The first impression that leaps off the page is that the Trade of the Decade is on the right track. A very large percentage of the names produced by this screen are small banks. Most of them are micro and nano cap banks that I expect to see taken over before too many more years go by. I own a bunch of them on the list as part of my TOD portfolio and was gratified they fit in with the research by Haugen and Baker.

Some of the larger banks that I won and have mentioned before also make the grade as cheap low risk stocks with the potential to outperform the markets. Westfield Financial (WFD) remains one of my favorite picks among banks that have undergone a mutual to stock conversion in the past five years. The Massachusetts bank trades at 80% of tangible book value and they have excess capital to spare with a tangible equity to assets ratio of over 15. They have a loan loss ratio of just .30% which is among the lowest I have seen in a long time. They are wildly over reserved with a reserve to Non-performing loan ratio of 2.77 compared to the industry average of .6.
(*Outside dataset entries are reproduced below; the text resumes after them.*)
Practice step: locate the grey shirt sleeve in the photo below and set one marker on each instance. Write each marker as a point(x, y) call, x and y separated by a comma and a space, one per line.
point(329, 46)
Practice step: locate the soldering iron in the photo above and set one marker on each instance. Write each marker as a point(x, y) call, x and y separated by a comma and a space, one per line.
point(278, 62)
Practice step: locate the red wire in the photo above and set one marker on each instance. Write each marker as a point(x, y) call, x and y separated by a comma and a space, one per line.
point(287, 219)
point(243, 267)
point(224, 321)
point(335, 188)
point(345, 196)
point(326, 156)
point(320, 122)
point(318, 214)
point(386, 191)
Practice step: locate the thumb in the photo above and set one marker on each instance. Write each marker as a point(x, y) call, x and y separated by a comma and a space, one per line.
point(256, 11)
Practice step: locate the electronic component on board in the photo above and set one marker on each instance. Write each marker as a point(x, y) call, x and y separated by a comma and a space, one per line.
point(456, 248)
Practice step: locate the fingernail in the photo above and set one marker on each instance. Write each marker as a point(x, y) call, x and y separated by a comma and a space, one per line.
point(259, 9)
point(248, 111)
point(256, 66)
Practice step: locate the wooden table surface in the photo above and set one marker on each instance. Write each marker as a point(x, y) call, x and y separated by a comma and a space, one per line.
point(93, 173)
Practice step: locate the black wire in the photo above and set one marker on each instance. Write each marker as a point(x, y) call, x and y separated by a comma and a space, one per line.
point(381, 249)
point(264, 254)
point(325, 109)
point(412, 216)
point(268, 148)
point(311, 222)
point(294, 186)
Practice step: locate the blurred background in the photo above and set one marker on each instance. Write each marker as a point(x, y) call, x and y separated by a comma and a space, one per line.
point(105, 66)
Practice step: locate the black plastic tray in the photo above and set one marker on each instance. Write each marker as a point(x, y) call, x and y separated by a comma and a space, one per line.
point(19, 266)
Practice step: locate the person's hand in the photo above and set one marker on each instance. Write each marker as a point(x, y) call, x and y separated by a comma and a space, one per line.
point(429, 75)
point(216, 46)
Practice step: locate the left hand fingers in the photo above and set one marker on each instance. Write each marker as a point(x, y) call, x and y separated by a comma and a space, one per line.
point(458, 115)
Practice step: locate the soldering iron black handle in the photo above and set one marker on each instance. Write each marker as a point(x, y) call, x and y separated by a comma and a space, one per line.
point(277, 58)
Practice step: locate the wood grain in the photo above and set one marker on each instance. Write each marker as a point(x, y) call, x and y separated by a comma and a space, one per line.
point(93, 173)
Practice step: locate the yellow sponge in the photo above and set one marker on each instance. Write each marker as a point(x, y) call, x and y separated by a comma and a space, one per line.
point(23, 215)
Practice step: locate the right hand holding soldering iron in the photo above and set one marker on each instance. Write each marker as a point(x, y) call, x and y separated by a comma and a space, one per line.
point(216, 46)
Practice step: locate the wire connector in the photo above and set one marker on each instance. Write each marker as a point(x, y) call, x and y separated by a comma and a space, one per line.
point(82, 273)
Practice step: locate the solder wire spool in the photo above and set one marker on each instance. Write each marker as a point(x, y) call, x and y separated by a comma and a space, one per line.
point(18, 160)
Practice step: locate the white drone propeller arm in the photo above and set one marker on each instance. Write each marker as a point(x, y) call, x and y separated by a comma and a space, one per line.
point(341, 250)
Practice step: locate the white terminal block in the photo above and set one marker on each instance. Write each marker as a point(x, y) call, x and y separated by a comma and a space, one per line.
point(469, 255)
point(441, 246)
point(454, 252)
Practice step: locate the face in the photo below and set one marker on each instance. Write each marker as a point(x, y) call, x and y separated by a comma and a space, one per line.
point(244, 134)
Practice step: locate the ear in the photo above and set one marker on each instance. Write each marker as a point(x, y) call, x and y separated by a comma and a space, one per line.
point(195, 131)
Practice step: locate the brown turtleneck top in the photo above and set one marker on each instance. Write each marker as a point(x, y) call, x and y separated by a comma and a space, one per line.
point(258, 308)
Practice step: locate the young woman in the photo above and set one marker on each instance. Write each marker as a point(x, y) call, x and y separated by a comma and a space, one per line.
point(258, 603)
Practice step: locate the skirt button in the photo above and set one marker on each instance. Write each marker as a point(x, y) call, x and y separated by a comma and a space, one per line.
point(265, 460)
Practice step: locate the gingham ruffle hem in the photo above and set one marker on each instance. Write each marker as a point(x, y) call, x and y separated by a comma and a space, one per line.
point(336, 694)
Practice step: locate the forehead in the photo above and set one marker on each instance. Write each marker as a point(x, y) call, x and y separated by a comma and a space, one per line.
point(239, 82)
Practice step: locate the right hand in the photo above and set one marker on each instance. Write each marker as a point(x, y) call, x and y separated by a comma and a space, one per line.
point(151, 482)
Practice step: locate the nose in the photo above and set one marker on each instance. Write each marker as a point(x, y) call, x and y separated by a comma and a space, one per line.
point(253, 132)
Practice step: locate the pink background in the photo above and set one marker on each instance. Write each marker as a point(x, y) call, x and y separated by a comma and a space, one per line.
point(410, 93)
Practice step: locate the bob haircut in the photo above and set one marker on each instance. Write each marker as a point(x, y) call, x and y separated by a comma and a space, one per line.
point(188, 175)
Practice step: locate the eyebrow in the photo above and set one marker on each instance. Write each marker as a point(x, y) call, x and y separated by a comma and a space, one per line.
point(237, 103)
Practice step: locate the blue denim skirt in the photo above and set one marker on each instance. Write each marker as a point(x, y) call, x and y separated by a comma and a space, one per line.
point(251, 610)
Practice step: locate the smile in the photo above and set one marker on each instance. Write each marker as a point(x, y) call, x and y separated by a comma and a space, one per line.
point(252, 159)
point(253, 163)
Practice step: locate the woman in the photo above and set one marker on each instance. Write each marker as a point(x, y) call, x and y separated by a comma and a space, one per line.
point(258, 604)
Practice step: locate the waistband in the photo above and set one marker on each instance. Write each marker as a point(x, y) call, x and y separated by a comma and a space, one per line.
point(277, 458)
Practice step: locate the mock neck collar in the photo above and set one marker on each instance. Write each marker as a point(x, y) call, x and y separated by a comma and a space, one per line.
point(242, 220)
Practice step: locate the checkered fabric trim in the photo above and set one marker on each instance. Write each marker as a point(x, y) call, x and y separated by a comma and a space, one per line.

Essa Financial (ESSA is on the list of low volatility cheap bank stocks as well. The stock trades at just 90% of tangible book value and also has a solid balance sheet with a tangible equity to assets ratio of 11 and not performing assets of less than 2%. Berkshire Bancorp (BERK) is also on the list trading at 90% of tangible book value as well. They also have excess capital and very low loan losses and the shares can be bought at the current level.

One somewhat surprising find was that several mortgage REITs are on the list. Hatteras Financial (HTS) invests in agency mortgage backed securities and is trading at 80% of tangible asset value right now. The shares yield a little over 10% at the current price. Institutions own less than 60% of the outstanding shares and the stock has been far less volatile than I would have expected. The same holds true for one of my favorite mortgage REITS right now. ARMOUR Residential (ARR) trades at about 90% of asset value and yield a generous 13%. Institutions own less than 40% of the company and the volatility is far less than some of the more well know names in the sector.

The more time I spent with the list of cheap low volatility stock the more comfortable I became with the idea that Haugen and Bakers were on exactly the right path for long term investors. I am familiar with many of the stock on the list and own a lot of them as well. These lower volatility issues tend to behave very much like bunny rabbits. They can sit still for long periods of time until something comes along in the form of a strong earnings report, takeover, or other positive surprise. Then they are capable of moving very far very fast. Using volatility to filter cheap stocks can help add another way to build a margin of safety into our investment activities.  Safe cheap and boring is still the best path to exciting profits.